Auf dem Rückweg mussten die mit Einkaufsbeuteln beladenen Venezolanerinnen einige Stunden an der Grenze warten, bis das venezolanische Militär sie wieder in ihr Heimatland ließ.

„Wir haben uns entschlossen, die Grenze zu überqueren, da wir zu Hause nichts zu essen haben und unsere Kinder hungern, wir leben in großer Not", wie eine Frau der Zeitung La Opinion sagte. Die Kolumbianer hätten ihre Nachbarinnen herzlich empfangen.

Laut der britischen The Guardian haben die Frauen in erster Linie Toilettenpapier, Mehl, Pflanzenöl und Mais gekauft, was in Venezuela schwer zu finden ist. Angesichts des Wechselkurses des venezolanischen Bolívar gegenüber dem kolumbianischen Peso mussten die Frauen im Vergleich zu den Preisen in den staatlich versorgten venezolanischen Lebensmittelgeschäften zehnfach mehr bezahlen, da die Bedarfsgüter in Venezuela vom Staat subventioniert werden.

Laut der Zeitung El Tiempo wurde der Sturm im Instantmessage-Dienst WhatsApp koordiniert und bereits vor zwei Wochen geplant. Die Teilnehmerinnen trugen weiße T-Shirts.

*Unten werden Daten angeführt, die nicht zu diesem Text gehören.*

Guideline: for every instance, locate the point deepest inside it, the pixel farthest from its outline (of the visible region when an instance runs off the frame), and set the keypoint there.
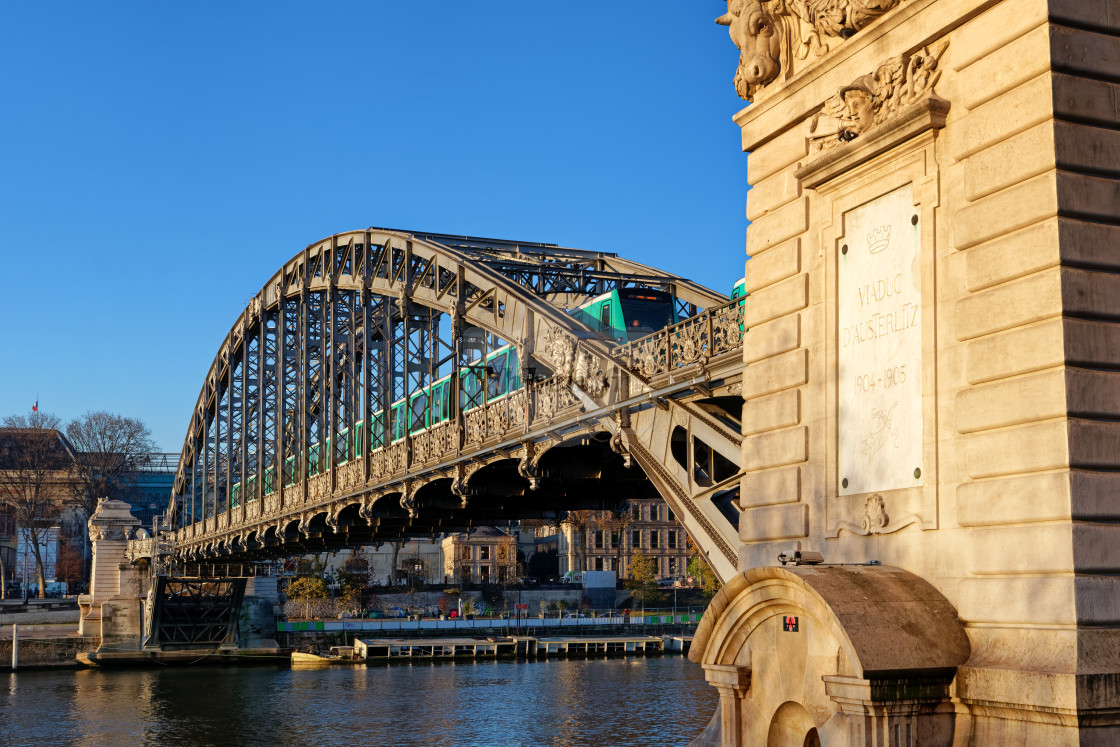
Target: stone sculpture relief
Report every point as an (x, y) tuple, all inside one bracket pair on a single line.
[(874, 99), (771, 34), (574, 364), (875, 517)]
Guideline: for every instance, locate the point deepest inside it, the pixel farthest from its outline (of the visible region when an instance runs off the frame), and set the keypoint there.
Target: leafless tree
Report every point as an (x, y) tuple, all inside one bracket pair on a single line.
[(36, 474), (397, 545), (110, 448), (579, 522), (615, 524)]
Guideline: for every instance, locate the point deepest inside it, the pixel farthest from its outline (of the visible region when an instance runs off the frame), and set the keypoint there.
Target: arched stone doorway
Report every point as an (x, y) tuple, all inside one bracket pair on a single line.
[(830, 654)]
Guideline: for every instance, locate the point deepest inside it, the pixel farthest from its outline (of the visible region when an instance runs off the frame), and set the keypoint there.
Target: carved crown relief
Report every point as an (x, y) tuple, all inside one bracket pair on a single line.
[(874, 99), (771, 34)]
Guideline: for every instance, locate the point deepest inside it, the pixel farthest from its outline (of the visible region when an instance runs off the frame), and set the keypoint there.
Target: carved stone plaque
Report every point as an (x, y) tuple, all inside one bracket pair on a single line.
[(879, 377)]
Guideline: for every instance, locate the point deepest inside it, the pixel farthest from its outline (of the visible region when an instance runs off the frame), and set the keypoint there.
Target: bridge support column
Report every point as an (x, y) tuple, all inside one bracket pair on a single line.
[(112, 608)]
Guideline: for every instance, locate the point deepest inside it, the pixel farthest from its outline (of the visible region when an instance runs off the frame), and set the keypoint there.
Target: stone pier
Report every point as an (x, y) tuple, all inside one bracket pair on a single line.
[(113, 609), (932, 376)]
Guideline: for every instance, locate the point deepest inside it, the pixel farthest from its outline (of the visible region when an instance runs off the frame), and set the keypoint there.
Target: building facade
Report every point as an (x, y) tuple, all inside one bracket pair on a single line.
[(607, 542), (485, 556)]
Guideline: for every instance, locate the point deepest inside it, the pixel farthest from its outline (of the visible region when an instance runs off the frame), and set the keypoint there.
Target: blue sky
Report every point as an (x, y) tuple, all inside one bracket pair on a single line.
[(161, 160)]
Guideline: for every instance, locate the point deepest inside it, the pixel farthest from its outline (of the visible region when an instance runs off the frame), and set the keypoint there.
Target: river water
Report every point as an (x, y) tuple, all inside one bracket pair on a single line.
[(661, 700)]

Es war nicht das erste Mal, dass Venezolaner die Grenzsperren durchbrachen und in Kolumbien einkaufen gingen. Vor einem knappen Monat hatten einige Hundert Menschen die Brücke La Unión in der Grenzortschaft Puerto Santander gestürmt, die ebenfalls von der Nationalgarde bewacht worden war. Damals hatten die Teilnehmer der Aktion unter anderem einige kolumbianische Läden geplündert.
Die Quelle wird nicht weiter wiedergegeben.